"Happiness is a direction, not a place." Begitu nasihat salah satu penulis di Amerika sana. Ia sudah tutup usia, tetap Lionel Messi masih bisa menjawab pertanyaan dalam hidupnya: di manakah ia bisa meraih kebahagiaan?
Kisah Lionel Messi yang hendak meninggalkan klub yang telah membesarkannya dan memberikan segala kemewahan idaman seluruh pesepak bola di muka bumi menghebohkan jagat sepak bola.
Messi merasakan saat telah tiba... ia sudah "cukup". Messi lahir 24 Juni 1987 di Rosario, Argentina. Pada 2001, ia sudah bergabung bersama akademi Barcelona di Spanyol. Remaja yang kalau duduk di bangku sekolah masih pelajar SMP.
Bertumpuk gelar juara dan penghargaan pribadi ia raih bersama Barcelona. Situasi kerap berubah seiring pergantian pengelola klub dan pelatih, Messi bertahan di Barcelona. Ada "pertolongan" terhadap pertumbuhan fisik Messi dari Barcelona yang tak bisa diabaikan begitu saja.

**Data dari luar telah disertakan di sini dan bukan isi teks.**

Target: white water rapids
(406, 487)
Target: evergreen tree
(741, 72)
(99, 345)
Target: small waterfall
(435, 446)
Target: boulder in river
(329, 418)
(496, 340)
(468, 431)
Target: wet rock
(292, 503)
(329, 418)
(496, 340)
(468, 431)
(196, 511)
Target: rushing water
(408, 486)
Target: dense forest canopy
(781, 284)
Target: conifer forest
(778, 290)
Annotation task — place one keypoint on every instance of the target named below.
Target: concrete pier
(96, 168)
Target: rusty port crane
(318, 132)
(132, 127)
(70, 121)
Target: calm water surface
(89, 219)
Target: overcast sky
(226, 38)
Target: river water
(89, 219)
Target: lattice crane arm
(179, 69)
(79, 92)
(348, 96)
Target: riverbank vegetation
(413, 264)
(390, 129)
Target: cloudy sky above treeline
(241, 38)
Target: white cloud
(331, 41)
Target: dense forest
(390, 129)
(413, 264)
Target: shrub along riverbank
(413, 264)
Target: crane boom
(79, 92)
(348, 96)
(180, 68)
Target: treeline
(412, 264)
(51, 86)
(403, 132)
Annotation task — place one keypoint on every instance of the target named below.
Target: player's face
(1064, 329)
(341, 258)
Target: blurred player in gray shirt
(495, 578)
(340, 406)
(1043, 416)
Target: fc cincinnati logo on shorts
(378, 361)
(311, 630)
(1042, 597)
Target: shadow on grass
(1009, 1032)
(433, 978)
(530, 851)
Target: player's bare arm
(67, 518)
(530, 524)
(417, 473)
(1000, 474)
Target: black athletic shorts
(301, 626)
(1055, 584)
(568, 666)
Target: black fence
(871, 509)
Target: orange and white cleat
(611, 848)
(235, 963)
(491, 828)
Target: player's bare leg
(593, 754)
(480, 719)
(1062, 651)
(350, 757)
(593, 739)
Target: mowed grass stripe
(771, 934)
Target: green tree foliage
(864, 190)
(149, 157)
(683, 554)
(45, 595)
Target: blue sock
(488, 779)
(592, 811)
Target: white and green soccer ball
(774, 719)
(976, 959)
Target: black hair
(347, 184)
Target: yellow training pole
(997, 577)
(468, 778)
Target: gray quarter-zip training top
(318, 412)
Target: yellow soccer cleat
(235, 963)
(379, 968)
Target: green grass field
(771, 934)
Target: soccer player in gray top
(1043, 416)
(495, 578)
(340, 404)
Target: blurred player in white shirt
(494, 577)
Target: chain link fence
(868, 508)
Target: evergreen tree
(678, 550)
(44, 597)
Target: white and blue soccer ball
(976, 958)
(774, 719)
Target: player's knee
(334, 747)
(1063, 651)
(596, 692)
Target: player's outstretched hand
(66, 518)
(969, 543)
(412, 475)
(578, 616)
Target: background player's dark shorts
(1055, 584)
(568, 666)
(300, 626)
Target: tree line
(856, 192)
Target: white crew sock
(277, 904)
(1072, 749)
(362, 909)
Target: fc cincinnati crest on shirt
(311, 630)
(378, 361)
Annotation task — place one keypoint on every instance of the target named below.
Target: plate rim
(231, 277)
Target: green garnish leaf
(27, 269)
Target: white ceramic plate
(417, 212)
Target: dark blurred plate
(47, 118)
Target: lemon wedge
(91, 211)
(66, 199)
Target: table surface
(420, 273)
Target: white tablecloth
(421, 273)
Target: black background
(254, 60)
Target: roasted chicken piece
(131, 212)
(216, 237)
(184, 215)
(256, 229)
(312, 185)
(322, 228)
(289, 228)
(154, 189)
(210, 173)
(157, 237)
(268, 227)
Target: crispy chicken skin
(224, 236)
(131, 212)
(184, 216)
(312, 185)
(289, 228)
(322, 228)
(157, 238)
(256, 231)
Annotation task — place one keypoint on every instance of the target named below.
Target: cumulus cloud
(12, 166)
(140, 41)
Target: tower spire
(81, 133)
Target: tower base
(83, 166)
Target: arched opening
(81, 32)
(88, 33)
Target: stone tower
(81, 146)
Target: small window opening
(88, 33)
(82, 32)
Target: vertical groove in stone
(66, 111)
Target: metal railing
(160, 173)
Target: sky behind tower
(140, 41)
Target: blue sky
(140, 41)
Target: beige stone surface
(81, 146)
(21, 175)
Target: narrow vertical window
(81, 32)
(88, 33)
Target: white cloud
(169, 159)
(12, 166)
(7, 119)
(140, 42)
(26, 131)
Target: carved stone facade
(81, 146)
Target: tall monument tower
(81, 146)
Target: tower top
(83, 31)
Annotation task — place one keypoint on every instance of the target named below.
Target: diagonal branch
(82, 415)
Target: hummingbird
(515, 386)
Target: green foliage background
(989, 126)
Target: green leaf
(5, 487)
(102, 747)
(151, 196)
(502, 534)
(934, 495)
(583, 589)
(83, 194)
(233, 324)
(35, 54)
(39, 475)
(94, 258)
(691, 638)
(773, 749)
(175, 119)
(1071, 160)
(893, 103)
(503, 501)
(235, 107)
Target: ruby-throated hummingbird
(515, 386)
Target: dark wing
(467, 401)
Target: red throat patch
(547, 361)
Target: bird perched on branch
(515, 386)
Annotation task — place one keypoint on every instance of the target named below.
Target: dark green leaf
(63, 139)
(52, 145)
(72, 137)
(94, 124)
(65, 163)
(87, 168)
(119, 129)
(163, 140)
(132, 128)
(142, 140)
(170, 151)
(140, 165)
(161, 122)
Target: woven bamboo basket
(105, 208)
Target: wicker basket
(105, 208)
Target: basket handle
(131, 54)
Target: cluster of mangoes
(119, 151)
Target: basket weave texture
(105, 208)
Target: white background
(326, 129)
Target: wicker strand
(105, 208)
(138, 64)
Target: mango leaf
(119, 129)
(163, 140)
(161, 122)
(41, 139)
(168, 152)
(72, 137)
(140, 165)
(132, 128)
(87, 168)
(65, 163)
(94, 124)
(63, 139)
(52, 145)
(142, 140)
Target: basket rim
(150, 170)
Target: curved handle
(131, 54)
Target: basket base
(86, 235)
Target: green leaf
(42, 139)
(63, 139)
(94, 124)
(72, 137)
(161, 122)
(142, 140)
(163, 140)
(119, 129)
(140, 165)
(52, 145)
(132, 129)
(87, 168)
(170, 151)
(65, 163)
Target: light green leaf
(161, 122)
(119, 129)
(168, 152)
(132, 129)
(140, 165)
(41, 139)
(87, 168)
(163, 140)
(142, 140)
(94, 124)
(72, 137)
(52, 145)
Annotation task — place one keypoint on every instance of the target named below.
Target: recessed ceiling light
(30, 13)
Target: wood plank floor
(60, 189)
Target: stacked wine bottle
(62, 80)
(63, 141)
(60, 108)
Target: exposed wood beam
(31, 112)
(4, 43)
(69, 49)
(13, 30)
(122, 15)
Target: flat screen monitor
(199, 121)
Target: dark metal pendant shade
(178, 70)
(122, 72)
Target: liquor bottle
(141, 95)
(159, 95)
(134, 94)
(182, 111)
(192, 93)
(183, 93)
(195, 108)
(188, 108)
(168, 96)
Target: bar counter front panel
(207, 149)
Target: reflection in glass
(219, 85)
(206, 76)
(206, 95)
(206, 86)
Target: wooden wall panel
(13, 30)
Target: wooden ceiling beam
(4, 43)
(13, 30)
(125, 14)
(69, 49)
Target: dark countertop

Tapi, ketika Juli 2020 muncul berita keinginan Messi pergi, tentulah mencuat pertanyaan: "Apakah Messi sudah tidak bahagia berada di Barcelona?"
Kalau dibuat film, memang cocok diberi judul "Pursuit of Happiness"... ya, Messi ingin mengejar kebahagiaan yang tak lagi ia dapatkan di Camp Nou. Atau, bahkan mungkin di Kota Barcelona itu sendiri.
Bagaimana mungkin seseorang bisa bekerja dengan baik dan mengeluarkan seluruh kemampuannya bila tidak bahagia?
Bahagia itu perkara bukan tempat... melainkan arah tujuan. Begitu kata Sydney J. Harris.
Kini, bersama pelatih baru Barcelona, Ronald Koeman, Messi harus membuktikan bahwa keberadaannya di Barcelona, entah itu terpaksa atau sukarela, tidak mengurangi ambisinya bermain mengeluarkan kemampuan terbaiknya.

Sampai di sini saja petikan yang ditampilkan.